Craig Federighi, senior vice president of software engineering at Apple, unveils the new OS X at the Yerba Buena Center in San Francisco

Who knew Apple (AAPL) would become such a big shareware company?

Today’s product event in San Francisco will be known more for the introduction of new iPads, MacBooks, and Mac Pros, but what might be even more interesting is how Apple has decided to give away key software for free, including its long-awaited upgrade to Mac OS X, code-named Mavericks.

Mavericks and two other software suites, iWork and iLife, are now available for download free of charge. This continues an ongoing trend at Apple of lowering software prices—the previous version of Mac OS X, Mountain Lion, cost only $19. Compare that with Microsoft (MSFT), which charges $120 for the base version of its latest operating system, Windows 8.1, and $200 for Windows 8.1 Pro.

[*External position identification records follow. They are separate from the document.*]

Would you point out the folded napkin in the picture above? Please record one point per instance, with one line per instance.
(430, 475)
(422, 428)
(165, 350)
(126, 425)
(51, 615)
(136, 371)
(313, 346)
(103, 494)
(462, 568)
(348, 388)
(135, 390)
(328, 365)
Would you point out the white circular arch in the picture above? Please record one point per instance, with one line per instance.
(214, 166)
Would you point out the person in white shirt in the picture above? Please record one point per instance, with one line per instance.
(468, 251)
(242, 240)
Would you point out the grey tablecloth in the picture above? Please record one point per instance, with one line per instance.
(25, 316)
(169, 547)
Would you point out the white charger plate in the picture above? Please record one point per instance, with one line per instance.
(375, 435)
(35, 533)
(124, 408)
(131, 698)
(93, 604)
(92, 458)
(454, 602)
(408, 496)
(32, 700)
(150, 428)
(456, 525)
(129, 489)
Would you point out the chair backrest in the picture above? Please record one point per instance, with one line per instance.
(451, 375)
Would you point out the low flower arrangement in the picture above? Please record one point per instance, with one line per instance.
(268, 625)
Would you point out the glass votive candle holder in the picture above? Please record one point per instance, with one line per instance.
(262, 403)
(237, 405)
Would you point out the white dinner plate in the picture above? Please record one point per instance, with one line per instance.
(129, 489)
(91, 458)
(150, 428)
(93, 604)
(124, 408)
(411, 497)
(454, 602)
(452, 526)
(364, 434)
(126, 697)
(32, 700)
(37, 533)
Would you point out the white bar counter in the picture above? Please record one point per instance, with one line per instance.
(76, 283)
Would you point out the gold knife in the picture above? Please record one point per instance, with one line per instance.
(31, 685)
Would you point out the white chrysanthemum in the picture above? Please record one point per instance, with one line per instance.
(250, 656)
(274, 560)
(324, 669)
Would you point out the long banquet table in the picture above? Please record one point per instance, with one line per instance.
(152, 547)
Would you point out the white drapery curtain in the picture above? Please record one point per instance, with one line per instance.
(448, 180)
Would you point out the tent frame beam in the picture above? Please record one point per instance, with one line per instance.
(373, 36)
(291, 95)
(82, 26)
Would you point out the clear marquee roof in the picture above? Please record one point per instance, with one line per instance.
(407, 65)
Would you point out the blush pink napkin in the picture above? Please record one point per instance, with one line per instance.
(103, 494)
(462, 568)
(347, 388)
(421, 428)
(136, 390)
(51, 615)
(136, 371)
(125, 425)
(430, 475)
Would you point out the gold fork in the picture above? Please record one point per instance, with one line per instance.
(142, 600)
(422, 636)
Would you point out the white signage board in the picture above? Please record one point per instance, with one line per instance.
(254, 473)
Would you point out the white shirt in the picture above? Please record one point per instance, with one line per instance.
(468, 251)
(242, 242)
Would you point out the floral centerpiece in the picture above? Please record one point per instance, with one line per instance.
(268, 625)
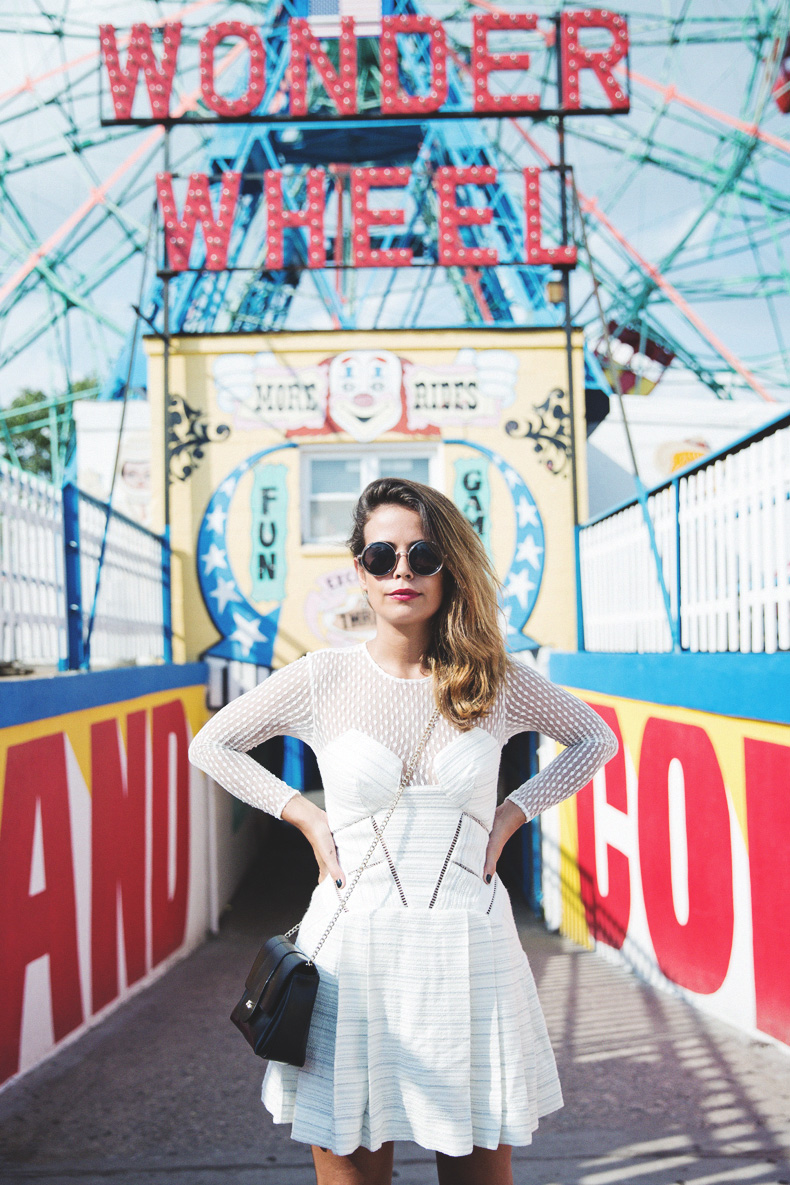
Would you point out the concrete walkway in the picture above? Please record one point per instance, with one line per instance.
(166, 1090)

By going free, Apple has acknowledged something that’s been true in the industry for years: Software is a means to sell hardware. Sure, there are some specialized applications that can command a hefty profit margin, but bread-and-butter applications used in the mainstream are not things you sell. They are things people get when they turn on that shiny new object they just shelled out for.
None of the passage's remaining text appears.